Automn (Sidney Flanigan) a 17 ans et quand le film commence, elle interprète à la guitare une chanson des années 1960 intitulée He’s Got the Power. Mais ce jovial aveu de soumission au « pouvoir de l’amour » exercé par la gent masculine sur l’ensemble des femmes ressemble dans la bouche d’Automn à une confession qui semble mettre son public (et le public du film) étrangement mal à l’aise. Quand elle est interrompue par un de ses camarades qui la traite de « salope » (« slut »), on craint le pire. Mais Automn, bien que décontenancée, poursuit son numéro jusqu’à la fin. En moins de deux minutes, cette scène d’introduction situe le personnage et la thématique du film. Le rideau rouge derrière Automn et la façon dont elle se tient figée sur la scène, filmée alternativement en plan d’ensemble et en gros plan, donne à la séquence des airs de David Lynch. Et de fait, il va s’agir de déchirer le rideau et de montrer la réalité derrière cette anachronique fête de lycée. Loin du surréalisme à la Lynch, on se trouve toutefois ici dans un univers beaucoup plus réaliste, assez typique du cinéma indépendant américain mais que Eliza Hittmann utilise, et transcende à l’occasion, avec une rare maîtrise.

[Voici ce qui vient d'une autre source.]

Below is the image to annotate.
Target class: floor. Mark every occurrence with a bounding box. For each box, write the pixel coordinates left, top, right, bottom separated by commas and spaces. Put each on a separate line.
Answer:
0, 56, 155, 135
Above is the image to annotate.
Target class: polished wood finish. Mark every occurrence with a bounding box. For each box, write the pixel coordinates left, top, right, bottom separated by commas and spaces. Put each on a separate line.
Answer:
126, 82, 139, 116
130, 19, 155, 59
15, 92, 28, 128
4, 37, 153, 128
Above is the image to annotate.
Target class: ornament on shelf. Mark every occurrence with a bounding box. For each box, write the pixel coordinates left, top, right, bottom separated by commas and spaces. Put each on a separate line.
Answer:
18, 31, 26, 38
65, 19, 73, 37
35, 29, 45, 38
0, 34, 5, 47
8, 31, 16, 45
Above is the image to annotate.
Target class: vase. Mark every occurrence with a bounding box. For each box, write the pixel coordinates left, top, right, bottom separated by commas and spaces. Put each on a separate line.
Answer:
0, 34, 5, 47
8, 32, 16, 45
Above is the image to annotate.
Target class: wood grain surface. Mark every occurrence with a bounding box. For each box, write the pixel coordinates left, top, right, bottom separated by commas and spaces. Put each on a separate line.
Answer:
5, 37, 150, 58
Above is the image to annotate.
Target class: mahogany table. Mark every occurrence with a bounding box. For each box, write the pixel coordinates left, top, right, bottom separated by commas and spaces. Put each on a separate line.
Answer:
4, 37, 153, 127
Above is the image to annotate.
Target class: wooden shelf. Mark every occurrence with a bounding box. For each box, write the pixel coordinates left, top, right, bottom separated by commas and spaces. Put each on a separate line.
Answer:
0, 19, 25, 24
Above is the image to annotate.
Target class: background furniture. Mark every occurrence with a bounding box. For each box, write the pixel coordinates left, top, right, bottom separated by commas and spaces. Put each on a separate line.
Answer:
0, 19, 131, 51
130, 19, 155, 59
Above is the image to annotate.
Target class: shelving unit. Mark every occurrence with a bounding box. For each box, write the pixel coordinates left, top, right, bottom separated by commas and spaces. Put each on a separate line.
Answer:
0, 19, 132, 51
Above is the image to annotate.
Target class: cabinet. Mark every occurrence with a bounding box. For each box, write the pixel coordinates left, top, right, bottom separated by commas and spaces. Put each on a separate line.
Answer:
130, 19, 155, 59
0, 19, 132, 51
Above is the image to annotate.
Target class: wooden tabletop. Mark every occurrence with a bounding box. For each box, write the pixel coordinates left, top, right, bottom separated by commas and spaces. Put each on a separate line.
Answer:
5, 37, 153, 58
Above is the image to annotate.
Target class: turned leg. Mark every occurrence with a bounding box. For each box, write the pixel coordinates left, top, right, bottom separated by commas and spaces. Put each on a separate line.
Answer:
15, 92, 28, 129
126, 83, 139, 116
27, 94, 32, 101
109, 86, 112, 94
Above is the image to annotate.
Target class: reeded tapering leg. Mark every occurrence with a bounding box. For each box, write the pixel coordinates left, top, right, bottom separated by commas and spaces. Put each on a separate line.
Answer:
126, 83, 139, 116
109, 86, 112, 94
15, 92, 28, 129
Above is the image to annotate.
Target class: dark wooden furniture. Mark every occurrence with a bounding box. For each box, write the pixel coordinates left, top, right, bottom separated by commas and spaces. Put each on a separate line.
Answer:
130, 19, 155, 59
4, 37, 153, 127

Automn ressemble à n’importe quelle lycéenne en révolte contre sa famille mais en l’occurrence, elle a un problème majeur : elle se croit enceinte et se rend pour un test dans ce qu’aux États-Unis, on appelle un « crisis pregnancy center ». Très controversés, ces établissements se trouvent souvent à proximité des centres d’avortement. Sans véritables connaissances médicales ni équipement adéquat (le test proposé à Automn est celui qu’elle aurait pu acheter elle-même à la pharmacie), les personnes qui y travaillent veulent en premier lieu persuader les femmes de ne pas avorter. Elles leur fournissent à cet effet des brochures sur l’adoption, leur font entendre le battement de cœur du fœtus ou leur montrent des vidéos décrivant en images sanglantes « l’assassinat de bébés ».
„Ce pouvoir […] que les hommes estiment tout naturellement avoir sur les femmes est mis en scène de plusieurs manières.“
Dans le cadre de la préparation du film, Eliza Hittman a visité ces centres mais Never Rarely Sometimes Always ne discute pas les pour et contre. Il n’est simplement pas question pour sa protagoniste de mettre au monde cet enfant. Comme Automn a le sentiment qu’elle ne pourra pas en parler à sa mère et qu’en Pennsylvanie, l’avortement n’est légalement possible aux mineures qu’avec le consentement parental, elle n’a d’autre choix que de se rendre à New York, accompagnée par sa cousine Skylar (Talia Ryder).

Trainant une grosse valise qui semble avoir pour première fonction de symboliser le poids porté par ces jeunes filles, elles s’engouffrent dans une métropole grouillante et inhospitalière (magnifiquement filmée par la directrice de la photo Hélène Louvart), à mille lieues de la vision romantique de New York généralement véhiculée par le cinéma. « La ville qui ne dort jamais » prend ici une nouvelle signification quand, forcées de passer deux nuits dans New York sans argent pour un hôtel, Automn et Skylar vont trainer de café en métro et devront appeler à l’aide un jeune homme rencontré par hasard, tout en sachant qu’il va profiter de la situation.

Le pouvoir (de l’amour parfois) que les hommes estiment tout naturellement avoir sur les femmes, est mis en scène de plusieurs manières, parfois de façon crue (une main agrippée, une masturbation) mais aussi par des regards insistants, des gestes qui paraissent anodins mais ne le sont pas, des paroles ambiguës. Les filles ne se révoltent pas contre cela, elles font avec parce qu’elles n’ont pas le choix. Et la réalisatrice ne dramatise rien. Elle procède par petites touches et par ellipses, toujours aux côtés d’Automn qui parle peu (et surtout pas des hommes ce qui constitue une rareté dans un film américain) mais ne perd jamais son but de vue. Et c’est encore sans mots qu’elle nous laisse deviner ce qu’Automn a subi, dans un long plan sans interruption sur le visage de la jeune fille qui se décompose dans la scène la plus bouleversante du film et qui lui donne son titre.
La détermination d’Automn, et l’amitié également sans beaucoup de paroles mais à toute épreuve qu’elle partage avec Skylar, font la force de ce film, impressionnant par ce qu’il raconte tout autant que par sa mise en scène sensible et puissante.